Quels conseils donneriez-vous aux novices du controlling?
Le plus important: fixez-vous des objectifs compréhensibles et clairs. Qu’est-ce que vous souhaitez mesurer exactement? Réalisez également un état des lieux. C’est la seule manière d’obtenir des valeurs comparatives à partir desquelles des conclusions peuvent être tirées. Deuxièmement: en fonction des objectifs, choisissez des indicateurs clés performance (KPIs, Key Performance Indicators) avec lesquelles vous pourrez effectuer des mesures. Définissez clairement ces KPIs dès le départ. Par exemple, avec le KPI «temps d’embauche», vous devez indiquer clairement si vous effectuez une mesure en jours ou en semaines. Le troisième point important: vous n’obtiendrez des valeurs de comparaison significatives que si la définition des données reste la même. Vérifiez la valeur ajoutée et la pertinence des KPIs au bout de six mois à un an. Vous constaterez peut-être qu’il vous manque quelque chose à un certain point ou qu’un KPI n’apporte que peu d’informations pertinentes. Vous pourrez alors ajouter un nouveau KPI et en supprimer un autre.

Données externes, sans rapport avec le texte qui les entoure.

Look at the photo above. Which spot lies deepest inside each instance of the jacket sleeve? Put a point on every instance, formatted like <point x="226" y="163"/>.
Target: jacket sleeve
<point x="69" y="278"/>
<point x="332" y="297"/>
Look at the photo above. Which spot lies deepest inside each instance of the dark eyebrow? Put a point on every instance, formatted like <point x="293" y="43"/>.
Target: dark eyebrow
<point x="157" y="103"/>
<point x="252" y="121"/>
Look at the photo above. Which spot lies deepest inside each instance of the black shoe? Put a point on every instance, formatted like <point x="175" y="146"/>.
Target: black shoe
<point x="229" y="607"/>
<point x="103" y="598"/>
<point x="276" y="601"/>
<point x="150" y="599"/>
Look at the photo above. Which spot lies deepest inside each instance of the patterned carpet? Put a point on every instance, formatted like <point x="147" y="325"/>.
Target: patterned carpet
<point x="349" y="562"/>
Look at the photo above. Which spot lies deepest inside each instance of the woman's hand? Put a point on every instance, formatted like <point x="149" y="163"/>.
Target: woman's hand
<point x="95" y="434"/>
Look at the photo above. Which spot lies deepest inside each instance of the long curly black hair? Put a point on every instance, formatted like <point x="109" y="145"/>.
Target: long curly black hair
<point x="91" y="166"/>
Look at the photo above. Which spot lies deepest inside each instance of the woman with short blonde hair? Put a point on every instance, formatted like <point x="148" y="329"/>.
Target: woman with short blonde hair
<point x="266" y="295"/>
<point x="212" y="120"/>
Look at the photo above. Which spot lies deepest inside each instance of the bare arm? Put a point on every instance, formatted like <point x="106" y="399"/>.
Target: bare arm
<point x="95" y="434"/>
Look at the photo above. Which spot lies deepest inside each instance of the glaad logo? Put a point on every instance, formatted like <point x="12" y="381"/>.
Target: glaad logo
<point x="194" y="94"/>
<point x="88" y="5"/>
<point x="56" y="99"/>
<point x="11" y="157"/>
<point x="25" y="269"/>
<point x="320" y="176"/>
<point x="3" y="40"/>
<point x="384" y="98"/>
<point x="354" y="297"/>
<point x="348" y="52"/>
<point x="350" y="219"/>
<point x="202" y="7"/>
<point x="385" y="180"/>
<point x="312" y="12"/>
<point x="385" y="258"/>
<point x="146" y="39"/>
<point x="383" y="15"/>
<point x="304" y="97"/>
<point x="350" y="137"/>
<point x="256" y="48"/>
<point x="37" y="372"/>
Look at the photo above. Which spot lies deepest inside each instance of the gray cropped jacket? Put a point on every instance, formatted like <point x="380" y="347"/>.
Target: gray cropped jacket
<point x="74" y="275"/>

Que recommandez-vous aux entreprises dont les moyens et les ressources sont limités?
Mon conseil personnel aux PME: ne réinventez pas la roue. Examinez d’abord: quelles données peuvent être collectées sans trop de ressources supplémentaires? Peut-être que votre système de gestion des candidats vous livre déjà des données utiles. Il existe également des plateformes de bonne qualité pour le reporting en ligne. Le plus simple reste toutefois de se fier à ses propres données.
Comment puis-je trouver les bons KPIs pour mon entreprise?
Cela est très individuel et dépend des objectifs et des moyens de l’entreprise. Au fil du temps, on apprend ce qui est pertinent pour l’entreprise et ce qui l’est moins. Après tout, tout ne doit pas être gravé dans le marbre dès le départ. Les KPIs de base sont le temps d’embauche (Time-to-hire), le coût par embauche (Cost-per-hire), la source du recrutement (Source-of-hire) – c’est-à-dire par quels canaux ou actions les candidatures sont reçues – ainsi que la satisfaction de tous les participants avec le processus de recrutement et la qualité du nouveau collaborateur. En ce qui concerne le dernier indicateur, le plus simple est de le collecter via le taux de réussite par période d’essai.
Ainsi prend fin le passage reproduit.